Why LLM Observability Matters

LLM applications present unique monitoring challenges:

Variable costs: Each request has different token usage and costs
Long latency: Responses can take seconds to minutes
Complex workflows: Multi-step reasoning, tool use, and retrieval
Non-determinism: Same input can produce different outputs
Quality assessment: Correctness is harder to evaluate automatically

Without proper observability, you can’t debug failures, optimize costs, or improve quality in production LLM applications.

OpenTelemetry Basics

OpenTelemetry provides a vendor-neutral standard for collecting telemetry data:

Traces: Request flows through distributed systems
Metrics: Numerical measurements over time
Logs: Discrete events with context

Key Concepts

Spans and Traces

A trace represents a request’s journey through your system. It’s composed of spans, where each span represents a unit of work (e.g., an API call, database query, or LLM inference).Spans can be nested to show parent-child relationships, making it easy to see which operations take the most time.

Context Propagation

OpenTelemetry automatically propagates context across service boundaries, so you can trace a request through multiple microservices and see the complete picture.

Attributes and Events

You can attach attributes (key-value pairs) to spans to add context, like model name, prompt length, or token count.

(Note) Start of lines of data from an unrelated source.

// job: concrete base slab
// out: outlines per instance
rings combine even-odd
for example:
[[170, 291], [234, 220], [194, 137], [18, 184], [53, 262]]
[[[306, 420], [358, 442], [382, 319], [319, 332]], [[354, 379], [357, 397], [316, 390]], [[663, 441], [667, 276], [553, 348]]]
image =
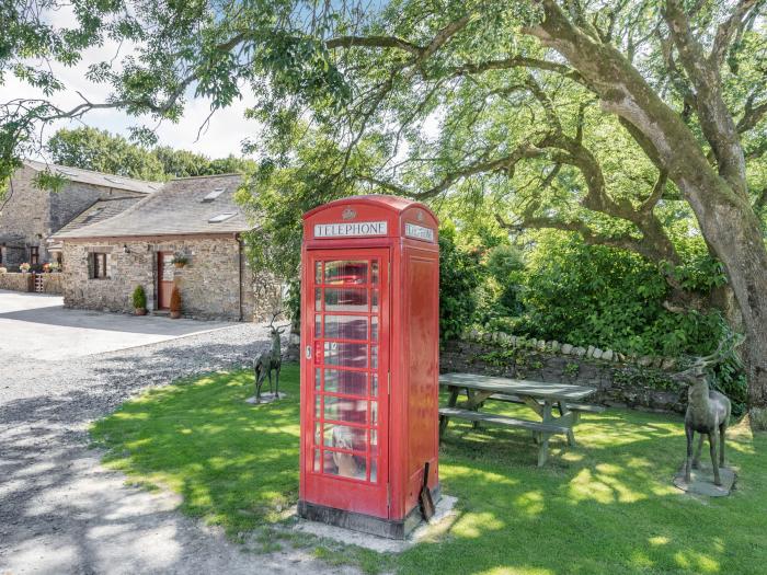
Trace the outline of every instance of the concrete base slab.
[[706, 495], [707, 497], [725, 497], [732, 492], [737, 474], [730, 468], [719, 468], [721, 485], [713, 484], [713, 469], [710, 464], [700, 464], [699, 469], [690, 471], [690, 482], [685, 481], [685, 464], [674, 478], [674, 485], [692, 495]]
[[293, 527], [293, 530], [331, 539], [347, 545], [362, 547], [379, 553], [401, 553], [421, 541], [425, 541], [447, 531], [457, 517], [455, 510], [457, 501], [456, 497], [443, 495], [439, 503], [437, 503], [436, 513], [434, 517], [432, 517], [432, 520], [428, 524], [422, 522], [419, 527], [413, 529], [410, 537], [403, 541], [360, 533], [359, 531], [352, 531], [343, 527], [309, 521], [298, 517], [298, 515], [295, 515], [297, 522]]
[[248, 398], [245, 400], [245, 403], [250, 403], [251, 405], [267, 405], [270, 403], [274, 403], [277, 400], [284, 400], [287, 398], [287, 393], [284, 391], [279, 392], [279, 396], [277, 396], [275, 393], [266, 392], [261, 394], [261, 401], [259, 403], [255, 403], [255, 395], [252, 398]]

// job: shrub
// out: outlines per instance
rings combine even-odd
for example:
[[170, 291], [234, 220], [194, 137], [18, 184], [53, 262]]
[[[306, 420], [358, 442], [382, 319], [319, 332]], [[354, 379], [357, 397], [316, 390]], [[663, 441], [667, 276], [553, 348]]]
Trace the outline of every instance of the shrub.
[[144, 286], [136, 286], [134, 289], [134, 308], [137, 310], [144, 310], [147, 308], [147, 295], [144, 291]]
[[672, 313], [663, 307], [668, 290], [657, 266], [637, 254], [543, 235], [529, 260], [524, 332], [625, 353], [710, 353], [719, 314]]
[[181, 312], [181, 291], [179, 291], [179, 286], [173, 286], [173, 292], [171, 294], [171, 311], [174, 313]]
[[477, 288], [484, 279], [480, 253], [460, 249], [455, 231], [439, 231], [439, 337], [450, 340], [469, 327], [477, 311]]

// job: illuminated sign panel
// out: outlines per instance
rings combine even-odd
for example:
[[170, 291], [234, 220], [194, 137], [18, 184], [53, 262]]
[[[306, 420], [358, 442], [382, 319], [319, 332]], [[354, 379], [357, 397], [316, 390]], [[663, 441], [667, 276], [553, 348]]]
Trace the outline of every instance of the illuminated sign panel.
[[345, 223], [314, 225], [314, 238], [348, 238], [355, 235], [386, 234], [386, 221], [350, 221]]
[[405, 223], [404, 234], [408, 238], [415, 238], [416, 240], [424, 240], [426, 242], [434, 243], [434, 230], [432, 228], [424, 228], [423, 226], [416, 226], [415, 223]]

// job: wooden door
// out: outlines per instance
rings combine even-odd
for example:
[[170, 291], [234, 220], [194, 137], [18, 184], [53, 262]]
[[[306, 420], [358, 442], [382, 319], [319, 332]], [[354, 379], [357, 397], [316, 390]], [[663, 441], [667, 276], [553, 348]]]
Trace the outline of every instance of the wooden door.
[[173, 294], [173, 252], [158, 252], [157, 254], [157, 301], [158, 309], [167, 310], [171, 307], [171, 294]]
[[306, 269], [304, 494], [388, 516], [388, 250], [313, 253]]

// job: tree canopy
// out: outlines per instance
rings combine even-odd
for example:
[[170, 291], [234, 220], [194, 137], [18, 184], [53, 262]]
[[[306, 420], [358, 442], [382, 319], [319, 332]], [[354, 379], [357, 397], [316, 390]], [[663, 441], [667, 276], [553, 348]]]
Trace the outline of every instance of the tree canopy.
[[[112, 87], [105, 102], [5, 103], [0, 175], [39, 123], [104, 106], [173, 120], [188, 97], [215, 110], [248, 90], [288, 212], [329, 194], [407, 195], [636, 252], [680, 294], [687, 252], [718, 260], [767, 425], [764, 0], [82, 0], [72, 30], [45, 18], [56, 0], [30, 5], [2, 9], [0, 73], [51, 94], [60, 82], [30, 58], [75, 65], [107, 37], [137, 48], [88, 70]], [[296, 163], [301, 129], [328, 151], [311, 171]]]

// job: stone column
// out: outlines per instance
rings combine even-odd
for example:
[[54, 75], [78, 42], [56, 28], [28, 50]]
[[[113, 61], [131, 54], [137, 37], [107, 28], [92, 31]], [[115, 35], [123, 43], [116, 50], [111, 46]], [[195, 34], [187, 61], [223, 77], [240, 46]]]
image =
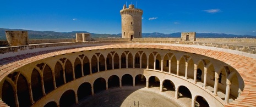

Events mark specific points in time within a span.

Observability Platforms

This module demonstrates three observability platforms for LLM applications:

1. AgentOps

AgentOps specializes in monitoring AI agents:

import agentops
from openai import OpenAI

# Initialize AgentOps
agentops.init()

client = OpenAI()
response = client.chat.completions.create(
    model="gpt-4o-mini",
    messages=[{"role": "user", "content": "Hello!"}]
)

# End session
agentops.end_all_sessions()

Features:

Automatic tracking of OpenAI calls
Agent workflow visualization
Cost tracking per session
Simple integration with no code changes

2. LangSmith

LangSmith from LangChain provides detailed tracing:

from langsmith.wrappers import wrap_openai
import openai
import os

# Set environment variables
os.environ["LANGCHAIN_TRACING_V2"] = "true"
os.environ["LANGCHAIN_API_KEY"] = "lsv2_..."

# Wrap OpenAI client
client = wrap_openai(openai.Client())

response = client.chat.completions.create(
    model="gpt-4o-mini",
    messages=[{"role": "user", "content": "Hello!"}]
)

Features:

Detailed trace trees for complex chains
Prompt and response logging
Evaluation and testing tools
Dataset management

3. OpenLLMetry

OpenLLMetry (Traceloop) uses OpenTelemetry standards:

from traceloop.sdk import Traceloop
from traceloop.sdk.decorators import workflow
import openai
import os

# Configure OpenTelemetry endpoint
os.environ["TRACELOOP_BASE_URL"] = "http://localhost:4318"

# Initialize Traceloop
Traceloop.init(app_name="my-llm-app")

client = openai.Client()

@workflow(name="chat_completion")
def get_completion(prompt: str) -> str:
    response = client.chat.completions.create(
        model="gpt-4o-mini",
        messages=[{"role": "user", "content": prompt}]
    )
    return response.choices[0].message.content

result = get_completion("Tell me a joke")

Features:

OpenTelemetry compatible (works with any backend)
Automatic instrumentation for popular frameworks
Custom workflow decorators
Self-hosted option

Example Applications

The module includes two reference applications:

Text-to-SQL Application

Location: llm-apps/sql_app.py This application demonstrates observability across three platforms:

import agentops
from openai import OpenAI
from langsmith.wrappers import wrap_openai
from traceloop.sdk import Traceloop
from traceloop.sdk.decorators import workflow

def get_sql(query: str, context: str, client: OpenAI) -> str:
    """Generate SQL from natural language query."""
    prompt = f"""
    Write the corresponding SQL query based on user requests and database context:
    
    User requests: {query}
    Database context: {context}
    
    Please return in JSON format: {{"sql": ""}}
    """
    
    chat_completion = client.chat.completions.create(
        messages=[{"role": "user", "content": prompt}],
        model="gpt-4o-mini-2024-07-18",
        response_format={"type": "json_object"},
    )
    
    return json.loads(chat_completion.choices[0].message.content)["sql"]

# Test with AgentOps
agentops.init()
client_agentops = OpenAI()
result = get_sql(query=sql_prompt, context=sql_context, client=client_agentops)
agentops.end_all_sessions()

# Test with LangSmith
client_lang_smith = wrap_openai(OpenAI())
result = get_sql(query=sql_prompt, context=sql_context, client=client_lang_smith)

# Test with OpenLLMetry
Traceloop.init(app_name="text2sql")
client_traceloop = OpenAI()
get_sql_traceloop = workflow(name="get_sql")(get_sql)
result = get_sql_traceloop(query=sql_prompt, context=sql_context, client=client_traceloop)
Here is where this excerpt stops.